Tenho lido muita coisa e meditado um bocado sobre as várias trincheiras que têm-se aberto em nosso meio. A maioria delas vem equipada com a alegação de falsa espiritualidade, ignorância bíblica ou pseudo-intelectualismo; e de que o Calvinismo, que muitos alegam defender, não passa de radicalismo, extremismo teológico ou pura bufonaria. Afirmar, por exemplo, que Deus determina todas as coisas, inclusive o mal e o pecado, pode render-lhe o rótulo de hipercalvinista, racionalista ou, até mesmo, de herege. Nesse rol tem-se colocado, injustamente, teólogos e pastores como John Gill, Gordon Clark, Vincent Cheung, McGregor Wright, W. Crampton e outros. E o que tentarei mostrar é que, João Calvino, está entre eles, certamente com muito mais talento, mas não mais inspirado nem bíblico; se não em todas as questões doutrinárias, ao menos na legítima alcunha de cristão.
Mantive-me afastado dessa polêmica por mais de um ano, exatamente por pensar que, como muitos afirmaram, sou imaturo, ingênuo ou impulsivo, que não tenho o hábito da meditação, e mesmo de que sou um péssimo leitor. Vá lá, pode ser que algum ou todos estes adjetivos se encaixem mesmo em mim. Por isso, adotei a prudência e o silêncio, e o estudo sistemático, sobretudo das Institutas de Calvino. E são exatamente elas que me fazem abandonar o silêncio, ainda que momentaneamente. Cada vez mais me certifico de que o reformador, em nada ou muito pouco, crê diferentemente do que creio, e do que vi, primeiramente, na Escritura Sagrada, ao contrário do que tentaram me convencer. E, por que relato isto, agora? Porque, via de regra, os calvinistas sempre apelam para Calvino como o juiz em aspectos doutrinários e teológicos. Nenhum de nós o considera infalível, mas muitos, sem perceberem e aceitarem, já o canonizaram inconscientemente. O que me levava sempre a ouvir: "Calvino não propôs isso!", "Calvino não disse isso!", " Isso não é Calvinismo!". Ao ponto de, alheio ao reformador, solicitar a investigação de versos e trechos bíblicos como prova, e ser simplesmente ignorado. É algo que realmente não consigo entender, por que muitos Calvinistas dão tão pouca atenção à revelação que o próprio Deus fez de si mesmo e da sua obra; como se ela fosse hermeticamente acessível apenas a alguns "iluminados" e letrados ou não fosse relevante para o debate em questão. O que me levou, muitas vezes, a cogitar a minha completa incapacidade de entender o Cristianismo, e de me resignar à incompreensão, afastando-me do grupo de "iluminados" e viver o meu mundinho medíocre. De certa forma, penso que este pode ser o meu futuro, mas ainda não é [ao menos, não o aceitei, ainda], mesmo vislumbrando nele um ambiente mais pacífico e salutar.

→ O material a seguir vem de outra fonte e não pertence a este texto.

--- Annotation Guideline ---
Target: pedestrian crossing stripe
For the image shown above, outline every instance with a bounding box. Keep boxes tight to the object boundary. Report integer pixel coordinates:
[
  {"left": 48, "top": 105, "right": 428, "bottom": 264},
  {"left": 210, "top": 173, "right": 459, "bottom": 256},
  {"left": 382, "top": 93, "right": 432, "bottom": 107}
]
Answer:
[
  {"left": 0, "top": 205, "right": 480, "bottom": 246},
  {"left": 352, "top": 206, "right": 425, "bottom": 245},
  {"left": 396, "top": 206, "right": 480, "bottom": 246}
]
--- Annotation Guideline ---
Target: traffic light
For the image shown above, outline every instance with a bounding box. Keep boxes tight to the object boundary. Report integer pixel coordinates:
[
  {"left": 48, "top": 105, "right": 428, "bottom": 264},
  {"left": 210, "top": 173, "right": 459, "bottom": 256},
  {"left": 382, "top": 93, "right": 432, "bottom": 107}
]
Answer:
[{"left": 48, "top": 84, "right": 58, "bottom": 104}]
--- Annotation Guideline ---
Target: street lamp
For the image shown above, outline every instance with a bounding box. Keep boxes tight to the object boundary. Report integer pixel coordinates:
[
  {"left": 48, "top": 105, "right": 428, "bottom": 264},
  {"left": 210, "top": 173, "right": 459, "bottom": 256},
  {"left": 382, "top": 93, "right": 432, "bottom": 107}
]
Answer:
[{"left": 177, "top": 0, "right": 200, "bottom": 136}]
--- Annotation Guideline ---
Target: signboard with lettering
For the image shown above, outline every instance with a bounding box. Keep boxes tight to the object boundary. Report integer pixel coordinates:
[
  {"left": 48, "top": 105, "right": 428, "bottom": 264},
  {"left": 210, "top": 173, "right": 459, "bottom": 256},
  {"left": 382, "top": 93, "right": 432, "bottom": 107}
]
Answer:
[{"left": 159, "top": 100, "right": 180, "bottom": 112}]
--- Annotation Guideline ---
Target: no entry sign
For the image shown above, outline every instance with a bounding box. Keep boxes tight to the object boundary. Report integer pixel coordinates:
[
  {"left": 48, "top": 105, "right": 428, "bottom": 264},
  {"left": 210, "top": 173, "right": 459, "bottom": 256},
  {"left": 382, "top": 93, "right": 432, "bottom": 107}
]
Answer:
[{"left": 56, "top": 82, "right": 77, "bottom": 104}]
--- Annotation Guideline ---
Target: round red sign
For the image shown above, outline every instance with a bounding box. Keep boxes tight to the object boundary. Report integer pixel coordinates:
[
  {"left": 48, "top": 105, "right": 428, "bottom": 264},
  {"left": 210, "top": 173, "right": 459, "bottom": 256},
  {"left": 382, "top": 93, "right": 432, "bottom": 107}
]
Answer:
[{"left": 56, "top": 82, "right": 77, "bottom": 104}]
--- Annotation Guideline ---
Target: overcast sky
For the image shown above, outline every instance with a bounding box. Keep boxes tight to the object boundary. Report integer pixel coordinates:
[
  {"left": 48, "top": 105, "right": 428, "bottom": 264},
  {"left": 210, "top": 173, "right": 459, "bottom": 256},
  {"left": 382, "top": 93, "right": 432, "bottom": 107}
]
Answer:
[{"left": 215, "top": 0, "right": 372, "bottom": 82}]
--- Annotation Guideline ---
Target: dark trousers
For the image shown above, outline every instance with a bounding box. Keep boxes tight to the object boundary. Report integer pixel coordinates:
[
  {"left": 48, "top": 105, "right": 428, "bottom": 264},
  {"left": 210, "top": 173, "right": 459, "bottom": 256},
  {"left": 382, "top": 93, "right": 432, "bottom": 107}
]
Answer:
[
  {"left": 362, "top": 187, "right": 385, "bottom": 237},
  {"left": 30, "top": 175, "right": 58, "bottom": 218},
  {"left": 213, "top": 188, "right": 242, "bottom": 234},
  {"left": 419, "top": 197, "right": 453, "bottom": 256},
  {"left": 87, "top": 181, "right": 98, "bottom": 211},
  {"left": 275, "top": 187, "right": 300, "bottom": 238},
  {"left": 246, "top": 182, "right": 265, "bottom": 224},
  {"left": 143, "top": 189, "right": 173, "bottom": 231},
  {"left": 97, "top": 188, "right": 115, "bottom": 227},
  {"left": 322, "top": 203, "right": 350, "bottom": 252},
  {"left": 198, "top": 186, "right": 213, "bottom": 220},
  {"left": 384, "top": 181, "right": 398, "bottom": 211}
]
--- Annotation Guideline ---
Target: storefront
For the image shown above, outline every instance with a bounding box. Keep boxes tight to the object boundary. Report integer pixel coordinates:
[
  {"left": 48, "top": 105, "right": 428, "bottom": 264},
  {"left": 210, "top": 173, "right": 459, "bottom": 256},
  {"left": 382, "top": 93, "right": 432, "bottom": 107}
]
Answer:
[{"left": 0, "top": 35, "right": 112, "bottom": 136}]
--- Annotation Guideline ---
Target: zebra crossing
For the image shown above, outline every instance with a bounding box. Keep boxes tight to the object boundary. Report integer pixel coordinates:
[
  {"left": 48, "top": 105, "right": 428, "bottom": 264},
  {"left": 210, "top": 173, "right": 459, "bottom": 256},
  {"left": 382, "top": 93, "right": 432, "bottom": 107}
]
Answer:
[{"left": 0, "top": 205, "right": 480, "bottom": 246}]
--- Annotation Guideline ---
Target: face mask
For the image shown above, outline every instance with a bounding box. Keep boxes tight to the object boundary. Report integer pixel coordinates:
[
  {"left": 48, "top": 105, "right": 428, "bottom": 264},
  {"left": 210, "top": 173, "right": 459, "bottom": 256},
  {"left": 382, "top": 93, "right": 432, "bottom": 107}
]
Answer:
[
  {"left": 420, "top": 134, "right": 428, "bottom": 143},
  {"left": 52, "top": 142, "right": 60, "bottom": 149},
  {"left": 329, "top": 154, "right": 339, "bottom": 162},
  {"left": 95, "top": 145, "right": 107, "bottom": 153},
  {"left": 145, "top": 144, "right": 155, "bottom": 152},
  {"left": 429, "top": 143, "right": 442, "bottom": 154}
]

O fato é que não há unanimidade entre calvinistas, o que é normal, dada a inconstância humana, mas penso que estão a construir qualquer coisa, menos doutrinas sólidas e fundamentadas na Palavra de Deus... e, também, em Calvino. A maioria dos calvinistas desconhece o pensamento do reformador. Outro tanto, nunca leu nada diretamente escrito por sua pena. E penso que há um outro grupo ainda dos que têm medo de repetir o que ele disse e formulou, com o temor de represálias. Há, é claro, aqueles que não entenderam ou se desviaram daquilo que o reformador escreveu. Preferiram moldar-lhe o pensamento ao seu próprio juízo; de discípulos passaram a mestres, renegando-o. Para a minha surpresa, após iniciar a leitura das Institutas, verifiquei que, ao contrário do que eu imaginava, não eram os "iluminados" que estavam certos, mas eu, em minha ignorância e estultice, estava mais certo do que eles. Por isso, decidi-me, pela segunda vez apenas, publicar um texto aqui no Kálamos que não seja meu, mas de Calvino. Poderia gastar páginas e páginas reproduzindo-o aqui, para confirmar muito do que eu disse anteriormente e que foi dado por insano e precipitado pelos entendidos, mas, se alguém quiser mesmo compreender o reformador terá de lê-lo; que vá às suas obras e aprenda por si mesmo.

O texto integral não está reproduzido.